Selling used console games could identify you as a potential criminal.
Identified by eye color, hair color, height and weight. Then fingerprinted, mug shot taken, an affidavit signed. You've likely just been processed through the justice system as a suspect in a crime. Then again, maybe you just sold a copy of Madden NFL 2009 at your local video game shop.
There's still nothing illegal about selling used video games, but in some states the steps you have to take to sell your old copies of Playstation, Xbox and Wii titles may make you feel like you've broken the law.

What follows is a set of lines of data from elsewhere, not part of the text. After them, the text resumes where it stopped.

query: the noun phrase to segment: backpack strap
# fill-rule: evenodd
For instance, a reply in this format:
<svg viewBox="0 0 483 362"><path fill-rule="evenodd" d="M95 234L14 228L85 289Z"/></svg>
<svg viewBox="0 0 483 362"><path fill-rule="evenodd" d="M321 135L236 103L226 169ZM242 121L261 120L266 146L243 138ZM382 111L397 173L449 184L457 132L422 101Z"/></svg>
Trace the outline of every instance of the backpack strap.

Ten states and the District of Columbia legally require businesses to meticulously detail the used gaming habits of their customers and share that information with police. The application of secondhand goods laws to video games also requires stores in many of those states to separate used games in a special area, filing them away by customer name and holding those games as potential evidence in a crime for as long as 30 days.
Secondhand Goods laws can be created at the city, county or state level. Currently Delaware, the District of Columbia, Florida, Hawaii, Louisiana, Massachusetts, Nebraska, Nevada, Ohio, Utah and Washington state include video games as items that need to be tracked and reported to police. Many counties and municipalities also have secondhand goods ordinances that apply to purchases of used video games. That means that stores like Best Buy, Target, Play N Trade and GameStop now find themselves asking employees in some states to collect a variety of information on their customers including fingerprints, photos and physical descriptions. That information is then entered into a database shared with local law enforcement.
The American Civil Liberties Union says you should be worried whenever a commercial business is asked to take so much personal information and give it to law enforcement.
Jay Stanley, a senior policy analyst at the ACLU and author of The Surveillance Industrial Complex: How the American Government Is Conscripting Businesses and Individuals in the Construction of a Surveillance Society, says that the tracking of used video games is the byproduct of policies built on a slippery slope.
"It's a classic example of a slippery slope," he said. "Initially, limited information was collected about high value, frequently stolen items and the next thing you know they're collecting information for $20 video games."
Since 9/11 the government has been amplifying its capacity to collect data on its citizens by working with the private sector, Stanley says.
"I think whenever you have private companies doing things for the government it raises a whole set of questions about oversight and how that data is used."